Recently for instance the MHPC read a report prepared by the State's watchdog organization (OPEGA), put it's ideological spin on the facts, and proclaimed to have "discovered" that salaries paid at the Turnpike Authority are excessive. This MHPC "report" (a power point presentation with misleading graphs) was described as a "distorted view" that "confuses and clouds the issue" by policy expert Sam Pizigatti from the Institute for Policy Studies in Washington.
Those familiar with the MHPC clarion call are conditioned to take every so-called "report" with a grain of salt. Theirs is but one perspective that reflects the extreme right-wing philosophy now called the Tea Party. What's new and troubling is that the Maine Heritage Policy Center serves as the chief advisor to Governor LePage, and obviously wrote his speech about the budget.
"If we were a private sector company, we would be in bankruptcy," the Governor said, adding "we owe twice as much in debt as we expect to collect in General Fund Revenues over the next two years and our debt as a percentage of state GDP is twice the national average."
This is but another distorted view that confuses and clouds the issue so people become afraid.

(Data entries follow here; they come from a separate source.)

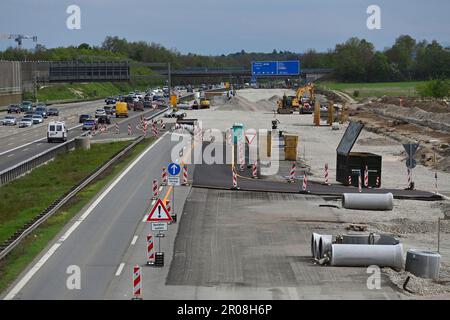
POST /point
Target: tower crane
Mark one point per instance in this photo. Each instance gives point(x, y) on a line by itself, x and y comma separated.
point(18, 38)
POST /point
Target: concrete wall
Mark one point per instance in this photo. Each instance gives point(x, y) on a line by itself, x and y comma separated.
point(10, 82)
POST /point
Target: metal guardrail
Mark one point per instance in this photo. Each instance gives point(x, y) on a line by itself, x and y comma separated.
point(20, 234)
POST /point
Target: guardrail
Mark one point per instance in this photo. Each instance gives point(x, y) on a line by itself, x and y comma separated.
point(20, 234)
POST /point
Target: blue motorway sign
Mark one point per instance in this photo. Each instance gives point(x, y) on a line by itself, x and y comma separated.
point(174, 169)
point(275, 68)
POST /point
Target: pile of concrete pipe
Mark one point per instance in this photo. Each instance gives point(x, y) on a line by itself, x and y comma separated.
point(368, 201)
point(357, 250)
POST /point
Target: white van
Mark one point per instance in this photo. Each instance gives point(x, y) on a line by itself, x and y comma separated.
point(57, 131)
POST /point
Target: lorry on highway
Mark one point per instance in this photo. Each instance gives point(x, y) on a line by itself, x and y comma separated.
point(121, 109)
point(57, 131)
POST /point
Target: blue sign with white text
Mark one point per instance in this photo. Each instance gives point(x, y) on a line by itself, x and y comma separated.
point(276, 68)
point(174, 169)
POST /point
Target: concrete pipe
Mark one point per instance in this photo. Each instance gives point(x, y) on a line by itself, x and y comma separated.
point(424, 264)
point(366, 201)
point(325, 243)
point(363, 255)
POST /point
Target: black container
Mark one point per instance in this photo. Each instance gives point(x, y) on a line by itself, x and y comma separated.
point(354, 163)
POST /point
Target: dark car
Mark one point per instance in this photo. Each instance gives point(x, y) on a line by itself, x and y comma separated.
point(110, 100)
point(42, 111)
point(104, 119)
point(53, 112)
point(13, 108)
point(83, 117)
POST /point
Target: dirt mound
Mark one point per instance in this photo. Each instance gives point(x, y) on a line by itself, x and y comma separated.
point(241, 104)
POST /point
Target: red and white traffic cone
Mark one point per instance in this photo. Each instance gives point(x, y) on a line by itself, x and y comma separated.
point(305, 182)
point(155, 189)
point(359, 183)
point(233, 169)
point(185, 176)
point(150, 250)
point(292, 173)
point(255, 170)
point(366, 177)
point(164, 177)
point(137, 279)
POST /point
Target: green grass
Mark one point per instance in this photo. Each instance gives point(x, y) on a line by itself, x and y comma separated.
point(376, 89)
point(19, 258)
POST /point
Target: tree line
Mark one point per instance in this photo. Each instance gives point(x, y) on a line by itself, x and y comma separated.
point(355, 60)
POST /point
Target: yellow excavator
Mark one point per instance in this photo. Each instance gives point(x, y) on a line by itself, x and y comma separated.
point(289, 104)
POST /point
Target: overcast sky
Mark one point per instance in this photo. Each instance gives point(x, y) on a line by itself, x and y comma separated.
point(226, 26)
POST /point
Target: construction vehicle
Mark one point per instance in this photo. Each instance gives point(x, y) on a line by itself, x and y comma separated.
point(289, 104)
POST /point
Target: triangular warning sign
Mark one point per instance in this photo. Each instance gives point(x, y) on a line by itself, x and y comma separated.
point(250, 135)
point(159, 213)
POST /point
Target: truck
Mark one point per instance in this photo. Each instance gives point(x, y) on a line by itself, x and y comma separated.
point(121, 109)
point(57, 131)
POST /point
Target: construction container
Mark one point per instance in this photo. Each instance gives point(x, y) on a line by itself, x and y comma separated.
point(353, 164)
point(290, 147)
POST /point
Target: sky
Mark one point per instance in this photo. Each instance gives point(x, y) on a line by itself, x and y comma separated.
point(215, 27)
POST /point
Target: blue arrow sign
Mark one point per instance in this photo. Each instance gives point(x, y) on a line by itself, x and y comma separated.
point(174, 169)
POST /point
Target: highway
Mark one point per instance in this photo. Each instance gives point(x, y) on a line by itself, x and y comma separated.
point(98, 238)
point(25, 143)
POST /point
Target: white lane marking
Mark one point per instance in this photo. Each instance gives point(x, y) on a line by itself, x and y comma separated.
point(27, 144)
point(32, 271)
point(19, 286)
point(119, 269)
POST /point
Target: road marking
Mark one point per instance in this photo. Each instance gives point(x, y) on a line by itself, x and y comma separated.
point(32, 271)
point(119, 269)
point(19, 286)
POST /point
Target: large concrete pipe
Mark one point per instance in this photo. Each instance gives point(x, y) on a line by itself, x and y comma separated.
point(366, 201)
point(325, 243)
point(424, 264)
point(362, 255)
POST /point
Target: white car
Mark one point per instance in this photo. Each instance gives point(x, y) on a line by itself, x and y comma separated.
point(9, 121)
point(100, 112)
point(37, 119)
point(25, 122)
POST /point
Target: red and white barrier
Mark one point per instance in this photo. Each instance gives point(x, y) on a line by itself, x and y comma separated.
point(234, 178)
point(255, 170)
point(155, 189)
point(137, 279)
point(164, 177)
point(185, 176)
point(305, 182)
point(366, 177)
point(359, 183)
point(292, 173)
point(150, 250)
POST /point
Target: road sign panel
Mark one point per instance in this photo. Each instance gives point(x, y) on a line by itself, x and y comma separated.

Maine simply does not have inordinate or excessive debt. If it did, we wouldn't have bond ratings of AA2, AA+, and AA2 from the three leading bond-rating agencies Moody's, Fitch and Standard and Poor.
Maine's debt is low, and by all accounts our fiscal house is in order. CNN ranks Maine low among states in its debt ranking, and Maine is graded as the 17th best-managed state in a recent study. The pension "crisis" that the MHPC wants to use to scare people in to rolling back sound regulatory polices is rather a problem that was created decades ago and was on the path to being solved until the market crashed. Now that the market is predicted to rise 11% over the next year, we can exhale and continue to march forward towards the new economy employing responsible fiscal policies that will invest in our future and create quality jobs.
In addition to falsely misleading Maine people to believe we are steps away from the brink, the Maine Heritage Policy Center has convinced Governor LePage that borrowing to invest in infrastructure is akin to running up credit card debt. This simplistic analysis is an easy sell to vulnerable people facing their own mounting debt, but it isn't good policy and it won't help us. "Spending on infrastructure, R. & D., and education has the potential to create more value than it costs," and while "it's hard to make a case for investing more when everyone believes we should be spending less, but there's never been a better time. Interest rates are historically low, so borrowing is cheap. Corporations have already realized this: they borrowed half a trillion dollars last year," saysof the New Yorker.
If we were a private-sector company, we would be investing in the future.
Ten years after the U.S. Patriot Act was passed we are still paying the price for succumbing to fear-mongering by Dick Cheney and George Bush. Our neighbors are being stopped, searched and held without warrants, and we all face the humiliation of the TSA at airports. Today's weapon of mass destruction in Maine is fear of financial collapse. We the Real People of Maine must not be tricked in to believing the sky is falling. We must not let ideological think tanks sell our state to outside corporate interests, or pander to an extreme right-wing social agenda. We must not be afraid to move forward.